Но перед глазами возникало красивое лицо Радора, а следом – злорадные ухмылки деревенских девок. Что из этого заставляло идти вперёд? Нивья не знала. Но поворачивать и идти домой ни с чем мешала гордость.
Она выискивала глазами светляков. Тинень подсказал, что нужно сделать, чтоб выманить Господина Дорог. Лешачата не выскакивали на неё, тихо шуршали в чаще, мигая то тут, то там зелёными огоньками глаз.
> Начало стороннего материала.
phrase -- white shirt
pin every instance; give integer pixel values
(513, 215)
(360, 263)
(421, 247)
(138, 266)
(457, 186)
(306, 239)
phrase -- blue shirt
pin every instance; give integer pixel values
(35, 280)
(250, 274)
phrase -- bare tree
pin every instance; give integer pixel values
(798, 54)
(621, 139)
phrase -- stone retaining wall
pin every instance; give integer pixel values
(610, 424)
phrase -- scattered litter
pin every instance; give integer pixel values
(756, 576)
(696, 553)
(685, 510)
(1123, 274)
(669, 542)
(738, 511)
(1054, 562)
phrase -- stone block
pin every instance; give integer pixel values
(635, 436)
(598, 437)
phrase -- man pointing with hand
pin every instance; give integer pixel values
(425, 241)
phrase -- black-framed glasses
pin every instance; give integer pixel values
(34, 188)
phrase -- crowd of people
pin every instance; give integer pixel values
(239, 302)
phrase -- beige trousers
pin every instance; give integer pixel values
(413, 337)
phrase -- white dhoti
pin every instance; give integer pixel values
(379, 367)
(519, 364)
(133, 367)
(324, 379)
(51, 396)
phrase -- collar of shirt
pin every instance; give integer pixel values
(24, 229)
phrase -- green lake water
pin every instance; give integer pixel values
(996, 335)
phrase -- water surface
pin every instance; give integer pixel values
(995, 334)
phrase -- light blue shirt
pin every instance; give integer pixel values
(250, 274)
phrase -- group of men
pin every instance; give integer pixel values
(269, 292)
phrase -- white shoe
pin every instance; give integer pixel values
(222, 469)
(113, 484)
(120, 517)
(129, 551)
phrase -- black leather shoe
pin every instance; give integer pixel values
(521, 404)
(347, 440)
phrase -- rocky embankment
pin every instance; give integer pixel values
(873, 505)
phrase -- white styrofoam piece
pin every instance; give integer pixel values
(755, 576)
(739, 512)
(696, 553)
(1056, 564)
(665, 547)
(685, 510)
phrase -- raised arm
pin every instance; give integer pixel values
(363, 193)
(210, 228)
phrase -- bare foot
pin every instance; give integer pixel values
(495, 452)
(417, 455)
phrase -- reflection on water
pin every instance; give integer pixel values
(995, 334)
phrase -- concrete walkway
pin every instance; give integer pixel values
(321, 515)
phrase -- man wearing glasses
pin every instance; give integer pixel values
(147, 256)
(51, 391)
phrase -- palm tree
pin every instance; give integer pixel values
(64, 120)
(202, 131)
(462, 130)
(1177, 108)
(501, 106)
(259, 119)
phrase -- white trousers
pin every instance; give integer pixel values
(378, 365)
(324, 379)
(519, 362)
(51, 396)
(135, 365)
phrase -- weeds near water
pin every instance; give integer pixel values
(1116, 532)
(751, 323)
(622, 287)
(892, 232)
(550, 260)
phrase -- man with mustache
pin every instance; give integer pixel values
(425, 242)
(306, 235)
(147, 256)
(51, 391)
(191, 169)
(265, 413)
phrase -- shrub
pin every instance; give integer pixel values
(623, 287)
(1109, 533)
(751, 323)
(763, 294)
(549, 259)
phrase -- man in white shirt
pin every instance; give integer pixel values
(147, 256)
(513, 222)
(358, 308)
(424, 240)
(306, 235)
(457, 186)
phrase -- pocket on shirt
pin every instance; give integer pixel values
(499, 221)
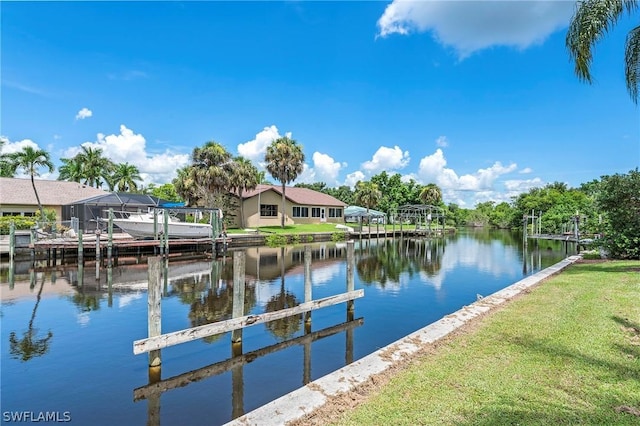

Русалки тоже не досаждали: эти нечистецы наполовину относились и к лесам, и к рекам, стало быть, дары водяного тоже пугали их, как и лешачат, а если не пугали, то хотя бы вызывали уважение к гостье водяного, одетой в его наряд.
Глаза нечистецей сверкали, словно звёзды, запутавшиеся в ветвях кустов. Нивья чувствовала себя хуже, чем раздетой под их взглядами: она остро чувствовала себя чужой, непрошенной гостьей, занятной заблудшей зверушкой, на которую всем хочется посмотреть. Наконец, блеснуло вытянутое тельце на тонких крыльях, и светляк приземлился на ольховый ствол. Сел, подёргивая усиками, серебряный и необычайно яркий. Нивья подбежала к ольхе и сделала то, что посоветовал Тинень: накрыла насекомое ладонью.
Светлячок затрепыхался, защекотал кожу крыльями. Нивья осторожно передвинула руку и ухватила светляка двумя пальцами, сжимая так, чтобы не раздавить.
– Ты упорная. Люблю упрямых людей, – раздался за спиной незнакомый голос.